İşte öyle bir gün. İstanbul’da 30. gün. Kendime alışma süresi için 40 gün vermiştim. Kırkıncı günde yeniden İstanbul’lu olacağım. Şu aralar hala biraz akvaryumdaki balıklara bakar gibi bakıyorum etrafıma. Metrodan hep beraber iniyoruz. Çok ayaklı bir organizma gibi yürüyoruz. Beraber hareket ettiğim diğer bacakların bedenlerinden bağımsız hareket etmeme imkan yok. Yavaşlayamam, ters yöne gidemem, isyan edemem. Usul usul kalabalığın akışına teslim ediyorum kendimi.

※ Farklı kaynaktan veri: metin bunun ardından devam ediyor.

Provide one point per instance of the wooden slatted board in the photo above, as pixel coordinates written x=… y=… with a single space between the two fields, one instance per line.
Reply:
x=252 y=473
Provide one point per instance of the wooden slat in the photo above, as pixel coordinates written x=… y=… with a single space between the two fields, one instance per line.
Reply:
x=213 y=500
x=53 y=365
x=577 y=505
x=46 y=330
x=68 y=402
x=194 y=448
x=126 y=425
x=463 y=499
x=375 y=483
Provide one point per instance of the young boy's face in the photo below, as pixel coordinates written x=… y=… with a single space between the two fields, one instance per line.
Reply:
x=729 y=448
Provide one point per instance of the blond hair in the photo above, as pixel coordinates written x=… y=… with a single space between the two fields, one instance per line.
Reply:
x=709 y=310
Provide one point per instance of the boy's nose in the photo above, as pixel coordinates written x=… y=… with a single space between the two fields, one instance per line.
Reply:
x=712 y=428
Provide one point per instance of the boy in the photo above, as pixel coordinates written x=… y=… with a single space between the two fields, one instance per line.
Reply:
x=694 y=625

Ama Beyoğlu’na çıkınca ben yine tek ve kendimim. Tek başıma yemek yediğim yerler var. Arka sokaklarda. Benim arkadaşlarım zamanla Beyoığlunu terk ettiler. Benim Tayland’dan, Portland’dan İstanbul’a tatile geldiğim yazlarda ”Biz artık Beyoğluna çıkmıyoruz” dediler. Ben de tek başıma çıktım. Arka sokaklara tek başıma daldım.
İstanbul öyle bir şehir ki her köşeden bir başka alem çıkabiliyor karşınıza. İnsan bu sokaklarda gezmeye vakit ve enerji ayırırsa ve bir de gözü çirkinliklerin arasından hayata dair olan ayrıntıyı seçme terbiyesine sahipse, bu şehirde Evliya Çelebi olur. Ben bugün öyle arka sokaklarda gezineyim diye çıkmamıştım aslında sokağa. Yunanca dersimden sonra birkaç saat boşluğum vardı, o sırada bir yazı yazayım bari, şu okurlarımı çok ihmal ettim diye düşünerek bir kafe arıyordum. Bilgisayarımı da yanıma almamışım bu sabah, artık defterime yazarım diye diye karnımı doyurmak üzere müdavimi olduğum lokantalardan birine girdim. Tanıdıklar vardı. Beraber oturduk. Dedim,
“Bana iki saatliğine verebileceğiniz bir bilgisayarınız var mı? ”
Dediler,
“Yok ama. Internet kafeler ne gübe duruyor? ”
Dedim,
“İnternet kafe mi kaldı ya?” (En Tayland’da ottan çatılı bir kulubede Yasemin’le internete bakmıştık. Etrafımız yine aynı şimdiki gibi yeni yetme oğlanlarla doluydu.)
O ara garson atıldı,
“Bak dedi şu karşıki sokağa gir, sonuna kadar yürü, sola gir. Orada köşede bir tane var. Neon ışıklı tabelasını görürsün zaten.”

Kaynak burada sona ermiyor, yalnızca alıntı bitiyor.